第24話 『光る木』の神樹


 天竜たちの竜王様詣りゅうおうさまもうでも終わり、そろそろ最初の卵をかえそうかというときに、点ちゃんから連絡が来た。


『(・ω・)ノ ご主人様ー、神樹様からお話があるって』


 え? 点ちゃん、神樹様ってどこの神樹様?


『(´・ω・) それは『ゆりかご』の部屋にいる神樹様に決まってるでしょ』


 え? でも、『ゆりかご』をあの部屋から出すとき、お話しようとしたけどできなかったんじゃないの?


『(/・ω・)/ 神樹様は今まで『ゆりかご』に力を使っていたから、おしゃべりできなかったみたいですよ』


 なるほど、そういうことか。

 俺は、急いで『ゆりかご』が置かれていた部屋に向かった。


 そびえたつ神樹様の美しさは相変わらずだった。ただ、以前見た時より虹色の光が強くなっているような気がした。

 神樹様の前に片膝をつく。頭の中で、ゆったりした低い声が流れる。


『シロー、『ゆりかご』のこと感謝する』


『いえ、私がやりたくてやったことですから』


『お役目から解放され、やっと他の神樹や聖樹様とも繋れた』


『それはよかったです』


『聖樹様の所をなるべく早く訪れるようにというお主への言伝ことづてをいただいておる』


『分かりました。

 竜王様のお手伝いが済んだら、なるべく早くうかがいます』


『お主、「地球」という世界から来たそうだの』


『はい、そうです』


『その時一緒に来た仲間も連れてくるようにとおっしゃられていた』


 さすがは聖樹様、何でもご存じだな。


『そのおりに竜の秘宝も持参せよ』


『承りました』


 うーん、でも、「竜の秘宝」ってなんだろう。あの三つの黄金色をした玉の事かな?


『それから、これは我からの頼みごとなのだが……』


 神樹様からの頼み事?


『これを外の森に埋めて欲しいのじゃ』


 はっと見上げると、以前聖樹様の所で見たような、小さな羽がひらひらと落ちてくる。地面に落ちる前に全て受けとめる。羽子板の羽根のようなものは五つあった。

 外側の皮を外すと、直径三センチほどの透明な球が出てきた。

 内側からぼんやり白い光を放っている。


『それを埋める時は、なるべく他の木と離れているところに頼む』


『ああ、それならちょうど心当たりがあります』


 俺が『枯れクズ』を回収した平地のまん中がいいだろう。

 平地は七、八か所あったから、そのうちの広いものを選んで埋めよう。


『感謝する。

 名残惜しいが、そちとはこれでお別れじゃ』


『えっ? 

 お別れ?』


『我は、長いこと『ゆりかご』の世話をしておったので、あれと共生関係にあったのじゃ』


 えっ? ということは……。


『我が命はここまでじゃ』


『そんな……』


『悲しむでない。

 我らは特別な存在。

 個々で生きているように見え、個々ではないのじゃ』


 以前から推測していたことを思いうかべた。


『どうやら、お主は我らの秘密、その端っこをとらえておるようじゃな。

 点の子よ、お主にも世話になったの。

 感謝するぞ。

 では、さらばじゃ』


 光る神樹様は最後の念話を伝えると、すごい輝きを発した。俺のレベルアップなど、比較にもならない。

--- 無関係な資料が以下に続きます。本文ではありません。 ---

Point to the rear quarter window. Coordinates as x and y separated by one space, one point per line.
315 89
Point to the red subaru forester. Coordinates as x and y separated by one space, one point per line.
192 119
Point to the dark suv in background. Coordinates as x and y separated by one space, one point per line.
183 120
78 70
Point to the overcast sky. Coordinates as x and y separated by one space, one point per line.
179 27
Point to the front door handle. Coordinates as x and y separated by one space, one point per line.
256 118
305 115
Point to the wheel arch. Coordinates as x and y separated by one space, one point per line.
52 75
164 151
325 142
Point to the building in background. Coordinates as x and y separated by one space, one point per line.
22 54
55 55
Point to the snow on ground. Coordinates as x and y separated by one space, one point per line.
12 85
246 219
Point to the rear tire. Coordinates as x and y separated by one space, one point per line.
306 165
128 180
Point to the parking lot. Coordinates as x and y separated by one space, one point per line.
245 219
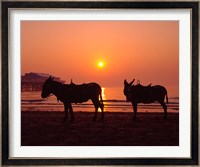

 周囲が見えない光の中で、チャリーンと鈴が鳴るような音がした。

 光が収まると、目の前には大量の『枯れクズ』が積みかさなっていた。

 俺は神樹様の去り際のいさぎよさに心を打たれ、しばらく動けないでいた。


『(・ω・)ノ ご主人様ー』


 点ちゃんの声で、はっと我にかえる。


『(/・ω・)/ 早く頼まれたことしましょうよ』


 そうだね。この玉を埋めなくちゃ。


『(・ω・)ノ〇 あと、この『枯れクズ』は、他のとは別の点収納に入れておいてください』


 あれ? 点ちゃんも『枯れクズ』に興味が出たの?


『(Pω・) 違いますよ。

 特別なものだから、調べたいだけです』


 なるほど、純粋に知的な興味があるだけか。


 これからの行動が神樹様の言葉で運命づけられているように感じ、俺は不思議な気持ちになるのだった。